Fr Michael Sinnott: Missionary kidnapped for 32 days in Philippines was 'man of utter integrity'
FR Michael Sinnott was approaching his 80th birthday when six gunmen stormed his home near the city of Pagadian in the southern Philippines and kidnapped him.
The Islamic militants brought him first to a swamp area, before forcing him to walk into the mountains despite a serious heart condition.
After 32 days in captivity, and with his abduction making headlines around the world, the Columban missionary was finally released.
Despite the ordeal he had suffered, Fr Sinnott in all interviews repeatedly thanked his kidnappers for their efforts to make him comfortable.
On finally leaving the Philippines three years later, he also spoke of the privilege of serving its people - saying he had learned "more than he gave" through their goodness and faith.
Born in Clonard, Wexford in 1929, Fr Sinnott joined the Columbans in Navan after leaving school and was first appointed to the Philippines in 1957.

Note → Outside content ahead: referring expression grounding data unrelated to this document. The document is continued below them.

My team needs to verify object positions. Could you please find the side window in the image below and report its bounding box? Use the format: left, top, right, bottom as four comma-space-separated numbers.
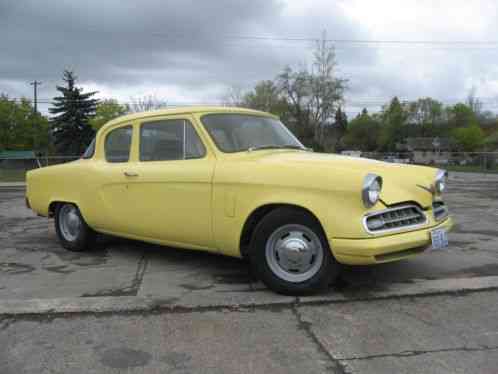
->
185, 122, 206, 159
140, 119, 206, 161
82, 138, 96, 159
105, 126, 132, 163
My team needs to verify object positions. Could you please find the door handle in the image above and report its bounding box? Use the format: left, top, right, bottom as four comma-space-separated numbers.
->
124, 171, 139, 177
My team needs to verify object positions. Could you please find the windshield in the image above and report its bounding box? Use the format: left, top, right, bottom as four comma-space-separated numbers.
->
201, 113, 305, 153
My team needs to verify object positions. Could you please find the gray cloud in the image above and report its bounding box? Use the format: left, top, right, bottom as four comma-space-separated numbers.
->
2, 1, 280, 82
1, 0, 497, 114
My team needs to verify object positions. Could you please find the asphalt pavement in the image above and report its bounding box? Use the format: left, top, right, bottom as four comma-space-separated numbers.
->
1, 172, 497, 373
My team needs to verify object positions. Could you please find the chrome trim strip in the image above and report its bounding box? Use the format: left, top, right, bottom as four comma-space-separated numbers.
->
362, 204, 428, 235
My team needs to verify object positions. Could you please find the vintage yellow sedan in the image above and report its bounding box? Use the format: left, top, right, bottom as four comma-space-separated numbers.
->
26, 107, 453, 294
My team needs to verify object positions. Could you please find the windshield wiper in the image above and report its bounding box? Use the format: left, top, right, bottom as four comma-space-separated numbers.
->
247, 144, 311, 152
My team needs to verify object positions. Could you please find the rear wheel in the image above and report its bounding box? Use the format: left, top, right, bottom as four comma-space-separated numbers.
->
249, 207, 340, 295
55, 203, 96, 251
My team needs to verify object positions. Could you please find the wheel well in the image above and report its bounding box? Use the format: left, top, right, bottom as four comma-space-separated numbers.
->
48, 201, 60, 217
239, 203, 323, 258
48, 201, 74, 218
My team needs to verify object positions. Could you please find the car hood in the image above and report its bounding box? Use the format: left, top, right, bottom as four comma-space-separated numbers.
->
250, 151, 439, 208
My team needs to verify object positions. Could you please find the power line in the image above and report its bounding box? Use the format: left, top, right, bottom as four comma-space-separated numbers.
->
66, 27, 498, 46
222, 35, 498, 46
12, 24, 498, 49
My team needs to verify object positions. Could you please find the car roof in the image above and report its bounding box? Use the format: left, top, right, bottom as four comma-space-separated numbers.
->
101, 106, 277, 132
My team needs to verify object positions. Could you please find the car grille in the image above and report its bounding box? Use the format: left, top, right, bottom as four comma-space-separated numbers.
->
433, 201, 448, 221
364, 205, 427, 233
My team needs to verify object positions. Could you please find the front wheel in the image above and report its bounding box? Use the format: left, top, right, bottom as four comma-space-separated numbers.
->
55, 203, 96, 251
249, 208, 340, 295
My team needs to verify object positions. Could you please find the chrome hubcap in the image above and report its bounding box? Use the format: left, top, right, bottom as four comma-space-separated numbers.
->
265, 224, 324, 283
59, 205, 81, 242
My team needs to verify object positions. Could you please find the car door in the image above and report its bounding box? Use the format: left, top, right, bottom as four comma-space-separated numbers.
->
125, 115, 215, 250
94, 123, 140, 233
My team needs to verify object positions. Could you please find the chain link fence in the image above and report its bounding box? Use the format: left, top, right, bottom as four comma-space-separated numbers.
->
1, 152, 497, 183
0, 156, 79, 182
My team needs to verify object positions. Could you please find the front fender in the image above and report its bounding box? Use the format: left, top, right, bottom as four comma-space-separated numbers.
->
212, 182, 375, 258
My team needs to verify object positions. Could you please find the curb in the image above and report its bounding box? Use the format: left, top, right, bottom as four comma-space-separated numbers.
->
1, 276, 498, 316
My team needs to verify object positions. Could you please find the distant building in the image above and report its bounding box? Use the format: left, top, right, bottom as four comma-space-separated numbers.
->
396, 137, 453, 165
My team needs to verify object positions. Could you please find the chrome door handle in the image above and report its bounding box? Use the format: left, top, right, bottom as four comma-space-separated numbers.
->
124, 171, 139, 177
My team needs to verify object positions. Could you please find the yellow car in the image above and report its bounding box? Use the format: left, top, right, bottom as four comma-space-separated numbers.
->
26, 107, 453, 295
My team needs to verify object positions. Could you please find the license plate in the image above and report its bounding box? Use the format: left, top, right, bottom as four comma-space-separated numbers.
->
431, 229, 448, 250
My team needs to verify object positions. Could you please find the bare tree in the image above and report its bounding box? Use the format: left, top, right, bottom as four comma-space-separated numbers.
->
127, 95, 168, 113
277, 31, 347, 149
310, 31, 347, 145
466, 86, 483, 115
221, 85, 247, 107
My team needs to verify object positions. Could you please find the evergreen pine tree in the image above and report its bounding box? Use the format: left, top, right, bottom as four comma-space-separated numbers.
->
50, 70, 98, 155
334, 106, 348, 151
334, 107, 348, 134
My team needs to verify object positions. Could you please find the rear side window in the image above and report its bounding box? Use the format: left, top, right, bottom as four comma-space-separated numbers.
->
139, 119, 205, 161
82, 138, 96, 159
105, 126, 132, 163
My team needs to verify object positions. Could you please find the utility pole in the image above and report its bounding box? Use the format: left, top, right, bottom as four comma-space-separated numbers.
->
30, 80, 42, 113
29, 80, 43, 160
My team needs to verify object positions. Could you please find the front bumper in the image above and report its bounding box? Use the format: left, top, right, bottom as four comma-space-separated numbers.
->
332, 216, 453, 265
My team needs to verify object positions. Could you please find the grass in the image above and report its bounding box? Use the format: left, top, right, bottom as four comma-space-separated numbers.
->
0, 169, 27, 182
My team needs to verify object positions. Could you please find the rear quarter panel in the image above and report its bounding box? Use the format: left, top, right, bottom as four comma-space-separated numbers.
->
26, 160, 101, 224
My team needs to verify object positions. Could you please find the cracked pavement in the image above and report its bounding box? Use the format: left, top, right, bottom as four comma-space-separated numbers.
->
1, 172, 498, 373
2, 292, 498, 373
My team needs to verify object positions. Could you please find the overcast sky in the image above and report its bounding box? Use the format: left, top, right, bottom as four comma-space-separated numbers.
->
2, 0, 498, 116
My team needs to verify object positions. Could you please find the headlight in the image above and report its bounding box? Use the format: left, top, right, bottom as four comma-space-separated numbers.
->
435, 169, 448, 194
362, 174, 383, 208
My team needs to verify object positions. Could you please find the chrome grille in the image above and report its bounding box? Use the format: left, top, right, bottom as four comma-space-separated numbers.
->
433, 201, 448, 221
364, 205, 426, 233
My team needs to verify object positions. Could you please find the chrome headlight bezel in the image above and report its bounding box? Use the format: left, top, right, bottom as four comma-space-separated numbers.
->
435, 169, 448, 194
362, 173, 383, 208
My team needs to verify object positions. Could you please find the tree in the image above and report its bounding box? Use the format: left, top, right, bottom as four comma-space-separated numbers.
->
0, 95, 49, 151
89, 99, 128, 130
241, 80, 289, 120
222, 86, 246, 107
310, 34, 347, 145
447, 103, 475, 128
406, 97, 444, 135
484, 130, 498, 150
331, 106, 348, 151
277, 32, 347, 149
277, 67, 313, 144
342, 109, 381, 151
466, 87, 483, 115
128, 95, 167, 113
378, 97, 408, 151
452, 123, 485, 152
50, 70, 98, 155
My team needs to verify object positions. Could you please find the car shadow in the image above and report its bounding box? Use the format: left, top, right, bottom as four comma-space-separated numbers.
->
99, 234, 434, 296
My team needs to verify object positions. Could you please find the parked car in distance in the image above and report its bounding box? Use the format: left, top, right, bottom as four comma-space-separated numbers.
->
26, 107, 453, 295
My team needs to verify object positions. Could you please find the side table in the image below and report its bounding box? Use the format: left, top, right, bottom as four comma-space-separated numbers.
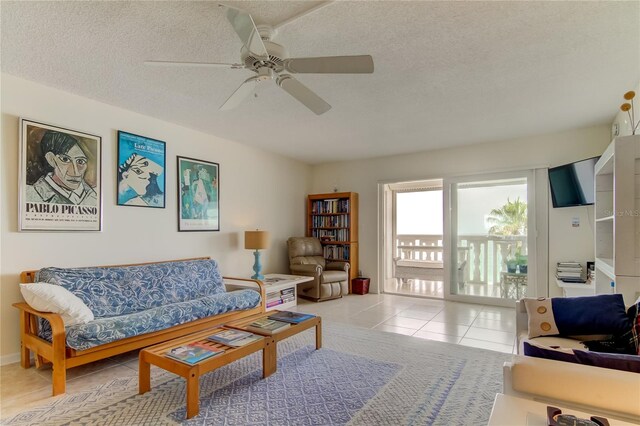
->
500, 272, 528, 299
226, 274, 313, 311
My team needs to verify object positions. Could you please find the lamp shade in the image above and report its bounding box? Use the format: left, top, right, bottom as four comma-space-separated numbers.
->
244, 230, 270, 250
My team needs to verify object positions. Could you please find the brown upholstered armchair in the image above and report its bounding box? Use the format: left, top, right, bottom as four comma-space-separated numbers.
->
287, 237, 350, 302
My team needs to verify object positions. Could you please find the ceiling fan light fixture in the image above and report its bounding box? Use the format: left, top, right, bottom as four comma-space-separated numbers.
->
148, 3, 373, 115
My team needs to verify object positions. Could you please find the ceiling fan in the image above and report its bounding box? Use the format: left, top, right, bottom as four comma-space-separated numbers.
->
145, 3, 374, 115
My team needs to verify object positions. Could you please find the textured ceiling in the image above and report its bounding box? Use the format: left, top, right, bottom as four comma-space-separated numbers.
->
2, 1, 639, 164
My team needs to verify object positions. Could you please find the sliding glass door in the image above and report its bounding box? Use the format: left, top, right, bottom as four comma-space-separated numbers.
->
445, 171, 536, 306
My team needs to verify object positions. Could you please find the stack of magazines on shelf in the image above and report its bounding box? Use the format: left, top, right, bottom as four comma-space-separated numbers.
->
206, 329, 262, 347
165, 343, 223, 365
556, 262, 585, 283
266, 287, 295, 309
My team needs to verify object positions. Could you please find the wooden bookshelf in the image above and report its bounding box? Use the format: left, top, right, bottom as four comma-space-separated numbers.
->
307, 192, 359, 291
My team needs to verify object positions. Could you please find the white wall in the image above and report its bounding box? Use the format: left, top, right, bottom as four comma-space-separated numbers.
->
0, 74, 311, 360
310, 125, 611, 295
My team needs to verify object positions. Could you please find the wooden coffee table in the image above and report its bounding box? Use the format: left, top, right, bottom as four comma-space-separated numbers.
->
139, 327, 274, 419
226, 311, 322, 374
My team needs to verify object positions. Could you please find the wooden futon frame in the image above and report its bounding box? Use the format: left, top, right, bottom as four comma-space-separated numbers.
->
13, 257, 266, 396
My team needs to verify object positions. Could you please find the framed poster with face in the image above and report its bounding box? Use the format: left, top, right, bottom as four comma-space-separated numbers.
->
19, 119, 102, 231
117, 131, 166, 208
177, 156, 219, 232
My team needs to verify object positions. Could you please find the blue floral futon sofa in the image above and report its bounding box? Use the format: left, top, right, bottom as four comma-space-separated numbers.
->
14, 258, 265, 396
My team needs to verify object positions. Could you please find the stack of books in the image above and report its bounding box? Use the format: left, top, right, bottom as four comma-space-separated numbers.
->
266, 288, 295, 309
268, 311, 315, 324
206, 329, 262, 347
165, 344, 223, 365
245, 318, 291, 334
556, 262, 585, 283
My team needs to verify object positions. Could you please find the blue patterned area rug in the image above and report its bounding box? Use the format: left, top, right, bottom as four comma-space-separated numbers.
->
4, 322, 511, 425
174, 346, 400, 425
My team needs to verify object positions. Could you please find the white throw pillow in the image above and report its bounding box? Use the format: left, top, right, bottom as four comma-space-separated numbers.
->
20, 283, 94, 325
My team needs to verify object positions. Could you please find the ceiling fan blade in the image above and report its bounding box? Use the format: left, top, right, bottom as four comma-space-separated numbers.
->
276, 75, 331, 115
220, 76, 259, 111
221, 5, 269, 58
284, 55, 374, 74
144, 60, 244, 69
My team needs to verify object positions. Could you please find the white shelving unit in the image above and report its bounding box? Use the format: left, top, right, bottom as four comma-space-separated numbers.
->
555, 279, 596, 297
594, 135, 640, 305
225, 274, 313, 312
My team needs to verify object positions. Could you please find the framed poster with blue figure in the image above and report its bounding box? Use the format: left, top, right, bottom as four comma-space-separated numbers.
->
117, 131, 166, 208
177, 156, 219, 232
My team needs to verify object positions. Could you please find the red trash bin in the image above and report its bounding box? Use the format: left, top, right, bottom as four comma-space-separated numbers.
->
352, 277, 370, 295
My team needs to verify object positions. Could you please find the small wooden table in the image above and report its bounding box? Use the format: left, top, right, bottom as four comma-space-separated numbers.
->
226, 311, 322, 374
226, 274, 314, 311
139, 327, 274, 419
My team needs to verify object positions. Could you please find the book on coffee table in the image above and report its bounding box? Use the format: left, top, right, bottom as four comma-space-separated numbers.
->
207, 329, 254, 345
207, 329, 263, 347
245, 318, 291, 335
268, 311, 315, 324
165, 344, 223, 365
224, 334, 263, 347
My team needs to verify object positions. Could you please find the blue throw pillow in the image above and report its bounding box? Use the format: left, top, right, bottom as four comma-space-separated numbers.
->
523, 341, 579, 364
574, 350, 640, 373
524, 294, 630, 338
583, 302, 640, 355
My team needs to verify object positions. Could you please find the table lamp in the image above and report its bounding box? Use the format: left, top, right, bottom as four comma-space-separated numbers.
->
244, 230, 270, 280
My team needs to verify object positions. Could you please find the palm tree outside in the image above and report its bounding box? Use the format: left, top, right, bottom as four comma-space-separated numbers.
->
487, 197, 527, 236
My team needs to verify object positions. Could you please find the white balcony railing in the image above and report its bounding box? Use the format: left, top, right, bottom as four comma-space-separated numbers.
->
394, 234, 526, 285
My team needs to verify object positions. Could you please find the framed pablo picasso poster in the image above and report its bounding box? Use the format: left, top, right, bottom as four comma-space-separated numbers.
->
19, 119, 102, 231
117, 131, 166, 208
177, 156, 219, 232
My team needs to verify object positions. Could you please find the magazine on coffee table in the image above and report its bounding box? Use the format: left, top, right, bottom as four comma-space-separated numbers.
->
207, 329, 253, 344
165, 344, 223, 365
268, 311, 315, 324
245, 318, 291, 335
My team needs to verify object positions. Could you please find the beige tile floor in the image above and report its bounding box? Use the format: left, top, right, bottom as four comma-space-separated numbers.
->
0, 293, 516, 420
293, 293, 517, 353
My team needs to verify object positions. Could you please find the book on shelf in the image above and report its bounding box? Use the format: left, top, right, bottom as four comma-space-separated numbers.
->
245, 319, 291, 334
558, 277, 587, 283
556, 267, 583, 272
266, 299, 284, 308
557, 261, 581, 266
268, 311, 315, 324
281, 288, 294, 295
165, 344, 222, 365
556, 272, 583, 278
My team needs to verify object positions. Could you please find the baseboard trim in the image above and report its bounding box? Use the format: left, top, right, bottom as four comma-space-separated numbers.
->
1, 352, 21, 366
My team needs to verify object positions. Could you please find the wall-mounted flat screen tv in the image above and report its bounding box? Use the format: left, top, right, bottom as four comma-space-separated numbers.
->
548, 156, 600, 208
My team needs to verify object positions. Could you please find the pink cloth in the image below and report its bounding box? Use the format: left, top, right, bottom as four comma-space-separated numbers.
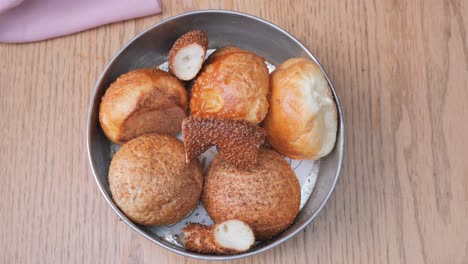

He returned to Ireland in the late 1960s to be rector of the order's seminary but was reassigned in 1976 and gained a reputation as a fearless defender of people and their rights.
Covering a huge area, he was vocal in his criticism of military abuses and corruption and praised for setting up a foundation for children with special needs.
Based in an old Japanese jail and open to children of all faiths and none, it picked up around 60 children every morning and brought them to a rehabilitation centre, as well as visiting others confined to their homes.
The regional director of the Columbans in the Philippines, Fr Pat O’Donoghue, described him as “a man of utter integrity who doesn’t see himself as being brave but who will do what he believes has to be done without fear of the consequences”.
Fr Sinnott was the third Irish Columban targeted in the Philippines, with Fr Rufus Halley shot dead during an attempted abduction in 2001.
He retired to Ireland in 2012 and died in Navan on November 23 last year, the feast of St Columban.